Mor parıltılı mavi ceketinin önünü yandan taktığı baharat kesesiyle kapatıyordu. Başının üzerinde taşıdığı uğurlu sembolü ise heyecanlandığında yeşil neon renkte parlıyor hızla kendi etrafında dönüyordu. Tektaban nazik tavırlı bir olmasına rağmen burnunun üç parmaklı eldiven gibi sarkması, bunun yeterince felaket göründüğü yetmiyormuş gibi yeşil yapışkan jöle akıtması insanın midesini havaya kaldırmaya oradan da yerlerde süründürmesine sebebiyet veriyordu. Uzaktan, arkadan, üsten ve yandan  görseniz tavşan sanabilirdiniz ama  bu tamamen hata olurdu. Çünkü onlar gibi (tavşan kardeşler gibi) koşamıyordu ayrıca havuçtan nefret ediyordu. Her zaman ilk tercihi turp olmuştur.

“Tektaban” isminin konulmasının sebebini şöyle izah edebiliriz (biz tüm tarihçiler yani) familyasında ki herkesin “tabansız” diye çağrıldığı yada dedikodusu yapıldığı sonsuz çayırlarda, kendisinin “düşük göbek deliği” sendromlu olması ve de hep çuval yarışındaymışçasına zıplayarak hareket etmesin dendi.
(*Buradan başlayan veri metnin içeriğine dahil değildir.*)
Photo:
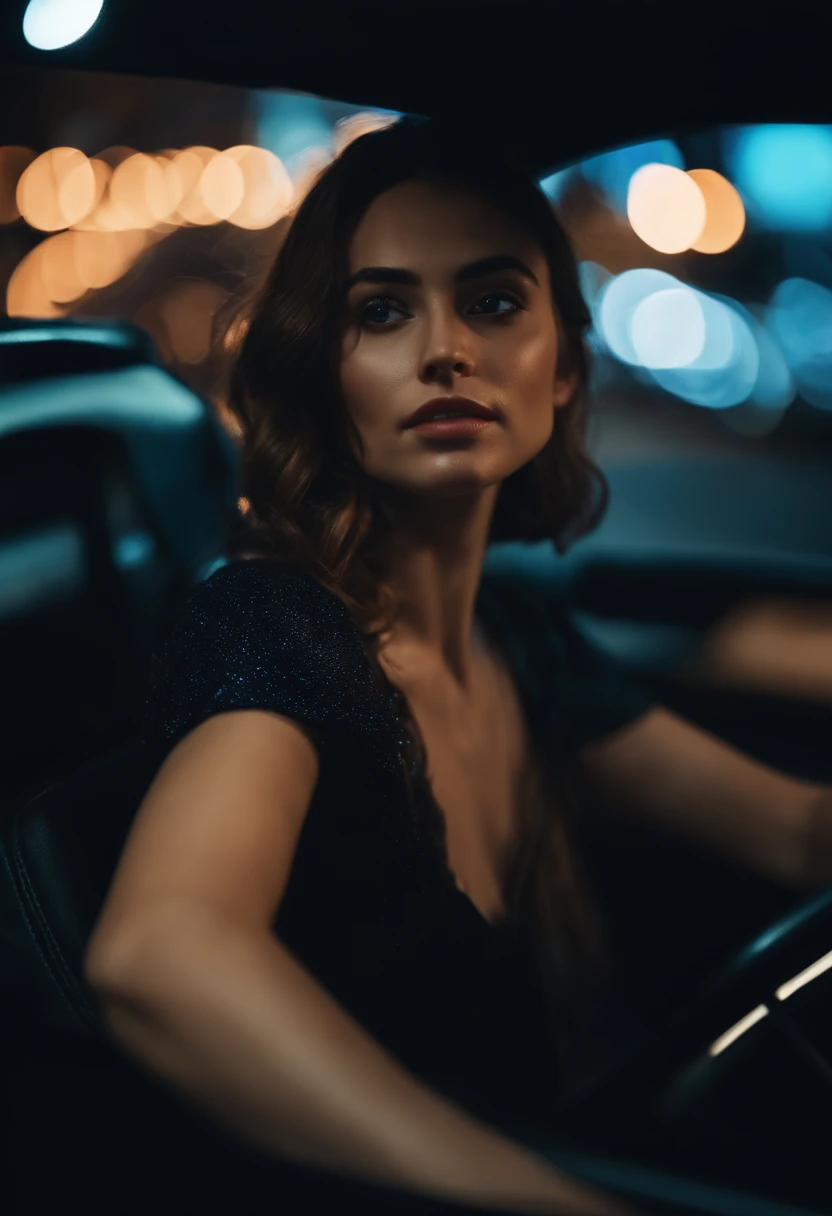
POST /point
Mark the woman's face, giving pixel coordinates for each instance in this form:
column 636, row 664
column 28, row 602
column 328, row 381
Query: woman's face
column 492, row 337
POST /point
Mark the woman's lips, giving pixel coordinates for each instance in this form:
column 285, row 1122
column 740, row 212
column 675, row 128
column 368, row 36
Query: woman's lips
column 439, row 428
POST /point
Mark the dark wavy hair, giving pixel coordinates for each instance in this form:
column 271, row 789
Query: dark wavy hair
column 310, row 502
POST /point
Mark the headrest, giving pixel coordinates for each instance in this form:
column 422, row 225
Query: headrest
column 117, row 489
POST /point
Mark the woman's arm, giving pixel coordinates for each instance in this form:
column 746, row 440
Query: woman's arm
column 664, row 770
column 231, row 1019
column 194, row 983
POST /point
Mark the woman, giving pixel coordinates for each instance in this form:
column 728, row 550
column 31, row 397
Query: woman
column 347, row 918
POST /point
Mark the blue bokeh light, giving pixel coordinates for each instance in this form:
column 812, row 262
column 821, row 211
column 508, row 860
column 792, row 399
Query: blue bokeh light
column 50, row 24
column 785, row 174
column 290, row 124
column 668, row 328
column 617, row 302
column 799, row 316
column 611, row 172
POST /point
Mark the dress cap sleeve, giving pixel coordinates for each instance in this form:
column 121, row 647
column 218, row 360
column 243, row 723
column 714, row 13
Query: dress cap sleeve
column 256, row 635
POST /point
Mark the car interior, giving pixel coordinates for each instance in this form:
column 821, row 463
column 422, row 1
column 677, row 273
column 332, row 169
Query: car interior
column 710, row 1086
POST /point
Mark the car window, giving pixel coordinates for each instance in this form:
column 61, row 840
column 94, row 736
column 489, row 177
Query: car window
column 703, row 258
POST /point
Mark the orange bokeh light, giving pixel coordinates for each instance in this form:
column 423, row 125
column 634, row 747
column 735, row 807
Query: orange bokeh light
column 104, row 257
column 57, row 190
column 268, row 187
column 190, row 164
column 221, row 186
column 725, row 219
column 665, row 208
column 26, row 293
column 13, row 161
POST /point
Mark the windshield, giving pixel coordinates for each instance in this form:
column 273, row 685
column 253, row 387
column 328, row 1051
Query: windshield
column 704, row 258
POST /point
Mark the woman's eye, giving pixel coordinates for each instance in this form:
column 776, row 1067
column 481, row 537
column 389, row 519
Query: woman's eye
column 501, row 296
column 369, row 313
column 377, row 311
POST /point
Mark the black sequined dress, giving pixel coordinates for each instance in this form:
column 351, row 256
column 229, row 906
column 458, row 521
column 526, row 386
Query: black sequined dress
column 371, row 907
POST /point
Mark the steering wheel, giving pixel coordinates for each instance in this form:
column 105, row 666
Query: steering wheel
column 641, row 1085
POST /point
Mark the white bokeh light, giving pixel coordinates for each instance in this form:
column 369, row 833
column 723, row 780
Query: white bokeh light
column 50, row 24
column 668, row 328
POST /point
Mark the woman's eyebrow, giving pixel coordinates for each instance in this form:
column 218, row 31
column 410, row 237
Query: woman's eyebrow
column 472, row 270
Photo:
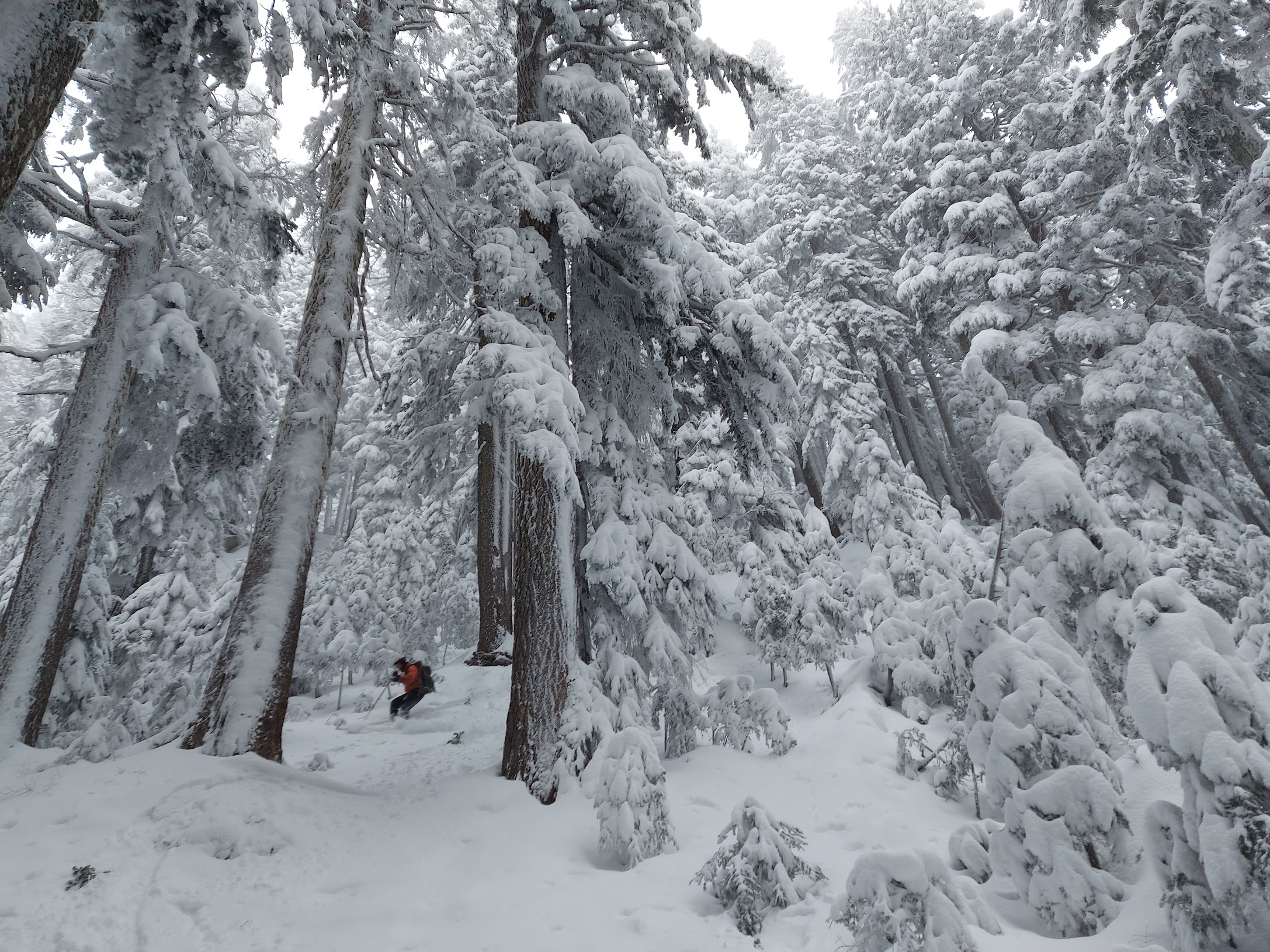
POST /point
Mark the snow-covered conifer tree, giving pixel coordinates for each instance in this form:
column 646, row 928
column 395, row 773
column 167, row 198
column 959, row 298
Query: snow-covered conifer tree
column 911, row 903
column 760, row 870
column 1205, row 713
column 630, row 800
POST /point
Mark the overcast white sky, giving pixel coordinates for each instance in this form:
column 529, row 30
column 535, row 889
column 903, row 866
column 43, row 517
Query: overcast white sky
column 798, row 28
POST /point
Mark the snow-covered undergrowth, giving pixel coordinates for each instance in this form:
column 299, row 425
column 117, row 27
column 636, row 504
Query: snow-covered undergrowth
column 403, row 839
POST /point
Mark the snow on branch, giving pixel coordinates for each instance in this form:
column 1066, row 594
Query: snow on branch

Neyse ki o da, (aslında  hatalarını dert etmesi gereken tüm canlılar gibi) kendinle barışık birisiydi. Esasen onun canını sıkan şey halk olarak toprak altıda yaşıyor olmalarıydı. Sanki nezaket derslerini lağım farelerine hava atmak için seçmeli ders olarak almıştı. Diksiyonunu düzeltmek uğruna ne çok me me mi mi ma ma  alıştırması yapmıştı. Her manava gittiğin de (tahmin edersiniz ki sadece havuç satılan korkunç bir yerdi) sözlerin özenle seçerdi,

“Bana şuradaki turuncu kardan adam burunlarından sarar mısınız lütfen?” Hem bunlarım kırmızısını kobalt mavili sini neden yapmıyorsunuz kuzum? Çeşitlilik müşteri çeker bunu anlayın artık.
Ama bu kese kağıdı hiç oluyor mu? Daha şık bir şeylere mesela milaş kağıtlı pembe kutulara koysanız ya şunları. ”  
Belli başlı yumuşak tonda çirkefleşme cümleleriydi.

Laflarını dört ayrı kolunu ahenkle hareket ettirerek söylerdi. Hatta parmakları da eklemlerinden bağımsızca ayrı oynardı. Bu esnada istese üç dört orkestrayı rahatlıkla idare edebilirdi. Onu seyreden ufak çaplı performans sanatı izliyor sanabilirdi. Çok hoştu bunlar, ama bir o kadar da hayatı zorlaştırıcıydı. Çünkü ne zaman o bir yerde konuşmaya başlasa küçük böcekler seyretmeye toplaşır, onun taklidini yapmaya ve kıkırdamaya başlarlardı.
Torrintarya açık fikirli yaratıkların yaşadıkları bir mecra olmasına rağmen yer altıda kurallar çok katıydı.